What We Can Learn from Ruth and Naomi about Mental Health

January 27, 2021Rabbi Edythe Held Mencher, L.C.S.W.

May is Mental Health Month, a time when we consider ways to prevent and treat mental illness – including the agonizing scourge of depression that can result in suicide. It is also the month when the Jewish holiday of Shavuot occurs and we read the Book of Ruth, which tells of Naomi, a widow at midlife so despondent and hopeless that she tells her daughter-in-law Ruth to call her Marah, the Hebrew word for “bitterness,” rather than her actual name, which means “pleasantness.”

The New York Times published an article citing a dramatic increase in suicide among Baby Boomers. In seeking cause, many experts point to financial reversal, loneliness, unemployment/underemployment, and loss of hope that the security, freedom, and self-actualization expected by this group in the second half of life have, for so many, simply not materialized. It was not so long ago that in speaking of the aging baby boomer cohort, many named them likely to be the first generation to have the leisure, financial resources, and health to explore new horizons, offer their skills as respected volunteers and consultants, and develop new hobbies and satisfying relationships. In short, boomers were expected to be more free, fulfilled, healthy, and satisfied than others in midlife before them.

But life has a way of throwing curveballs. Unforeseen was an economic crisis with long-ranging consequences that caused many to lose savings, position, and confidence. The parents and children of this generation were also seriously affected, and they turned to the boomers in their lives to provide care and sustenance – thereby further compromising the resources, freedom, and even the health of many members of this group. Far from being free to travel or return to school, many found themselves working longer hours, serving as caretakers, and feeling undervalued rather than sought out for their wisdom.

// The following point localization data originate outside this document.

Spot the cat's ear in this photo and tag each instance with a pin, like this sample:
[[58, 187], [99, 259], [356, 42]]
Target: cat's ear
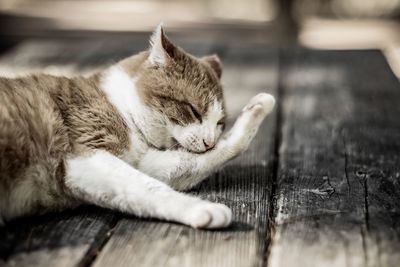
[[215, 64], [161, 48]]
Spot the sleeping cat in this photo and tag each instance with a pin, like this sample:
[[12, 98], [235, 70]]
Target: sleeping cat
[[126, 138]]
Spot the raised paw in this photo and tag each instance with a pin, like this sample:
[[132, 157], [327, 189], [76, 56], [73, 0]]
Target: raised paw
[[263, 102], [209, 215]]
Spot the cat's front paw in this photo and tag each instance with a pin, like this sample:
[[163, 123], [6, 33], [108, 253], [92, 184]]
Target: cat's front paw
[[209, 215], [247, 124], [260, 104]]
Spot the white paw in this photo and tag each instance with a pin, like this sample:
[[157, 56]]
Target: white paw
[[261, 102], [209, 215], [249, 121]]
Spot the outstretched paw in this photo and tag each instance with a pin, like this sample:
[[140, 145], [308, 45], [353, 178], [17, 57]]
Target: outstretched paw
[[209, 215], [263, 103]]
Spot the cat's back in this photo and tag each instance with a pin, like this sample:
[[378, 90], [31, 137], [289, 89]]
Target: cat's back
[[33, 140]]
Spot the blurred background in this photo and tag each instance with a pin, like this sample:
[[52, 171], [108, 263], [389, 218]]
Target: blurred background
[[318, 24]]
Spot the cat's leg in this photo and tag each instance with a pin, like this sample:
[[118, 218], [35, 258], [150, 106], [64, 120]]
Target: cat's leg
[[183, 170], [104, 180]]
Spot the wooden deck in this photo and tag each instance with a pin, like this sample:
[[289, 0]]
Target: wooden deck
[[319, 186]]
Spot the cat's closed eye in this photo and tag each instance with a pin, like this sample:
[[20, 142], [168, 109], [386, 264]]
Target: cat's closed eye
[[221, 124], [195, 113]]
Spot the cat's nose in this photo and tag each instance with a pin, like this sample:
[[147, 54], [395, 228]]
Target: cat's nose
[[208, 144]]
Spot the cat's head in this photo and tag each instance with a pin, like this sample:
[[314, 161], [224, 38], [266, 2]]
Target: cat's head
[[186, 90]]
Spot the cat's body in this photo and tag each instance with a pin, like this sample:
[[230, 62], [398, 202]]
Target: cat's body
[[123, 139]]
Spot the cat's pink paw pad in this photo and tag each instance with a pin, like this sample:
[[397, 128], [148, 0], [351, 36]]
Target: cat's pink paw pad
[[210, 215], [263, 101]]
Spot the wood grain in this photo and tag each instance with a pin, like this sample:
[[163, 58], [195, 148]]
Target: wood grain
[[337, 186]]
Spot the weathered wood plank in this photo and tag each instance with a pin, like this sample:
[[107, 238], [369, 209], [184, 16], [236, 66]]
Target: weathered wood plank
[[338, 177], [244, 185]]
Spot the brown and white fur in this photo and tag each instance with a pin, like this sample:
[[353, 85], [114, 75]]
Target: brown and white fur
[[125, 138]]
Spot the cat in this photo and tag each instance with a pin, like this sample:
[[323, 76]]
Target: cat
[[127, 138]]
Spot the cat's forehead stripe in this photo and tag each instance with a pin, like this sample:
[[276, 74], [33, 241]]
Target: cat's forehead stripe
[[215, 112]]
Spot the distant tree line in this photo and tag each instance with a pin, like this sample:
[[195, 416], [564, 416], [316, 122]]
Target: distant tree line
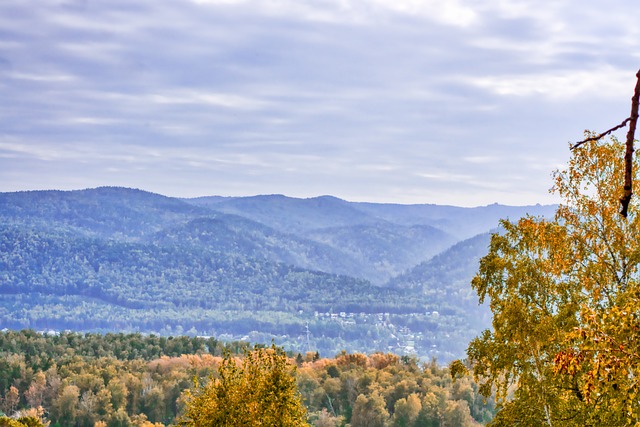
[[72, 379]]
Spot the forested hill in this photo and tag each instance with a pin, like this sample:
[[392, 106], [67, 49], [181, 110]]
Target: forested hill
[[321, 273]]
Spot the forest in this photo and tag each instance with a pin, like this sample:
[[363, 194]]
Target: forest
[[72, 379], [321, 273]]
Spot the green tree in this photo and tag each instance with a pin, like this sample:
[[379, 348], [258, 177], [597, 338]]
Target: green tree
[[565, 300], [258, 390]]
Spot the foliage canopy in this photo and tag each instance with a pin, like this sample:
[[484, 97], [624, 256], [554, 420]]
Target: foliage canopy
[[259, 390], [565, 300]]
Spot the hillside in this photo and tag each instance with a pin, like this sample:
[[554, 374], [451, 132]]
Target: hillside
[[322, 273]]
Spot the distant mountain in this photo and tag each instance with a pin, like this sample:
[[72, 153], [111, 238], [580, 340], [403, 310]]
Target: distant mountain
[[319, 273], [460, 222], [290, 214]]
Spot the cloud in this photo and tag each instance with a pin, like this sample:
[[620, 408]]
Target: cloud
[[400, 100]]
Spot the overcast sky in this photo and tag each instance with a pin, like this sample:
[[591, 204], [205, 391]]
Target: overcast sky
[[462, 102]]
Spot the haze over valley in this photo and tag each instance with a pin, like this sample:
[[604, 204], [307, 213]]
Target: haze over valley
[[320, 274]]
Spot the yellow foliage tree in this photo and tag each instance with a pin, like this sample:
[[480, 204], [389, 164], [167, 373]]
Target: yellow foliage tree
[[258, 390], [565, 297]]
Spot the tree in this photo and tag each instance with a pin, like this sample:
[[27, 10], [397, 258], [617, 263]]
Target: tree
[[258, 390], [369, 411], [565, 299], [406, 411]]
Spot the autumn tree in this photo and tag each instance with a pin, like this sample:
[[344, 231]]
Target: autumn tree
[[260, 389], [564, 294]]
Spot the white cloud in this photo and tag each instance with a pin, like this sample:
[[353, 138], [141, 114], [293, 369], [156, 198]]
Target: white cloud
[[602, 83]]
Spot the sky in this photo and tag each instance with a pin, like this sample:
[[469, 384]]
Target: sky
[[458, 102]]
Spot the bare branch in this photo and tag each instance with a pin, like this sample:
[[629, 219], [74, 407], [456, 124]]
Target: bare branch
[[628, 156], [602, 135]]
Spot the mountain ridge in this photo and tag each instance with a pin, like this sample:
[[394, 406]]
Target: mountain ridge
[[360, 277]]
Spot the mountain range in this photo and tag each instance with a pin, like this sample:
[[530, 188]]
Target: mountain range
[[319, 274]]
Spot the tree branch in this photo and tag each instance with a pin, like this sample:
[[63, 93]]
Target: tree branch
[[603, 134], [628, 156]]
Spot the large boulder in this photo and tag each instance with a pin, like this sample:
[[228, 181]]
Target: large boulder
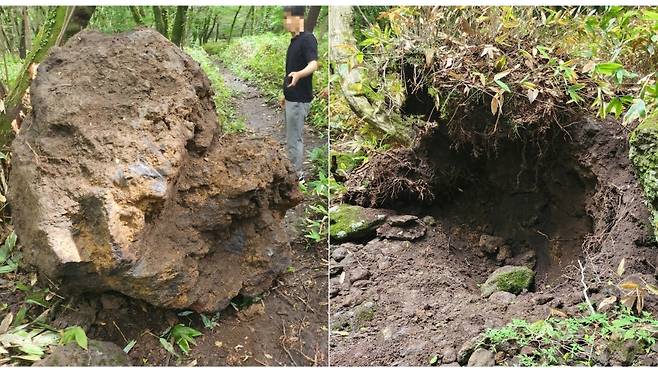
[[122, 180]]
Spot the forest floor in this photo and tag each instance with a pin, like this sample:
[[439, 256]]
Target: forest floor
[[417, 302], [287, 326]]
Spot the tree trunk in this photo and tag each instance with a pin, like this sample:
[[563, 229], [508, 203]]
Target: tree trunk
[[251, 9], [178, 32], [312, 18], [253, 17], [79, 20], [235, 17], [23, 35], [343, 54], [137, 17], [47, 37]]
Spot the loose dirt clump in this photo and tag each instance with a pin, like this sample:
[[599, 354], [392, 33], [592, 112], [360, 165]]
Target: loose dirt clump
[[565, 196]]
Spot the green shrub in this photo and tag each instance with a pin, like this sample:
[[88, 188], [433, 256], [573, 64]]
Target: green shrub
[[226, 114]]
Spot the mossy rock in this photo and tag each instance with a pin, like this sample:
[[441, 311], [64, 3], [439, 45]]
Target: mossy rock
[[353, 223], [99, 353], [363, 314], [512, 279], [643, 153]]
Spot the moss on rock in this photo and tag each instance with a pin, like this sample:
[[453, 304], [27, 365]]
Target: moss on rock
[[643, 153], [512, 279], [353, 223]]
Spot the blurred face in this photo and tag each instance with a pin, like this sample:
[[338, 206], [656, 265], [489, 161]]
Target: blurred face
[[292, 23]]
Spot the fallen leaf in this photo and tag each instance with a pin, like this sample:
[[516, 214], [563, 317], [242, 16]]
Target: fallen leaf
[[652, 289], [557, 312], [628, 301]]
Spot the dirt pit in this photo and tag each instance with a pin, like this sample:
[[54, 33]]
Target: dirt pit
[[569, 196]]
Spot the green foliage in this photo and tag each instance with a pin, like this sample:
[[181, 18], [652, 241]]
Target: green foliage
[[181, 335], [228, 118], [10, 69], [573, 341]]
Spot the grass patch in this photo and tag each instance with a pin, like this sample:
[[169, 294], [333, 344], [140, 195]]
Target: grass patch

Dreams shattered, sense of security shaken, trust in the future waning, feeling helpless to aid oneself or loved ones, loss of role and meaning: All of these play their role in depression and the desperation that can lead to suicide. Biological vulnerability surely plays a part as well – and when vulnerability and life setbacks coincide, a dangerous and agonizing illness of the psyche, soul, and body can set in. The baby boomers will not, apparently, be the first generation to escape these risks and heartaches.

Shavuot offers us a powerful glimpse at how others in our tradition and history faced unimaginable and unremitting losses – and were sometimes helped to prevail, even. There are powerful lessons for us within the story of Naomi and her daughter-in-law Ruth.

Naomi is thrust from a time of security and fulfillment – a husband, sons, daughters-in-law, and a life of steadiness, which she dared to expect to continue – into a time of agony. When her sons and her husband die, Naomi is left her only with daughters-in-law, without children in a land far from her home. She expresses her absolute despair and her conviction that her daughters-in-law should leave her, that because she is barren and empty, she has nothing for herself and still less to offer to others.

But Ruth refuses to leave Naomi. Ruth promises fidelity to her mother-in-law and God and doesn’t try to convince Naomi of a life of fulfillment and joy still to be had; she simply stays with her. In so doing, Ruth conveys that Naomi has worth and that neither she nor her pain is too burdensome. Later, in Bethlehem, Naomi helps Ruth to find favor with her kinsman, Boaz, whom Ruth ultimately marries. The child she later gives birth to is, amazingly, acclaimed as her mother-in-law’s – and Naomi is seen as restored to a life with love, purpose and continuity.

What message is this for us as we walk beside someone in midlife, despairing and bitter over losses – or if we are the one walking alone, feeling like a burden to those who accompany us? Like Naomi, we baby boomers may not be living the future we believed in or were led to expect. We may, like Naomi, fall ill with depression, which is worsened by the isolation we seem to crave, as we send away those whom we feel would be burdened by our presence. But even in a time when it seems there are no roadmaps out of the pain, returning to community – and being embraced within new forms of family and intergenerational connection – can indeed lead us to a place of reduced pain, renewed life, and a reason to go on.

Modern-day culture, both secular and religious, needs to draw adults at midlife back into meaningful connection at the center of family and communal life, rather than applauding those who neither depend upon others nor seek to be part of their lives. In our time, we are all – boomers, youth, those at midlife, and those in old age – bombarded with messages that maturity requires not burdening one another. We’re taught that dignity and success are measured by our bearing pain and loneliness alone and seeking fulfillment only in adventurous, competitive pursuits. But community matters – and so a significant step in ameliorating one of the root causes and triggers of serious depression is lauding the creation of functioning, admirable, and even non-traditional families and communities, made up of multiple generations, to share in joys and sorrows together.

Our salvation comes, clinically and spiritually, when we find ways not to leave one another alone on paths of pain – and when we find ways to welcome others into the warmth of really belonging to families and communities.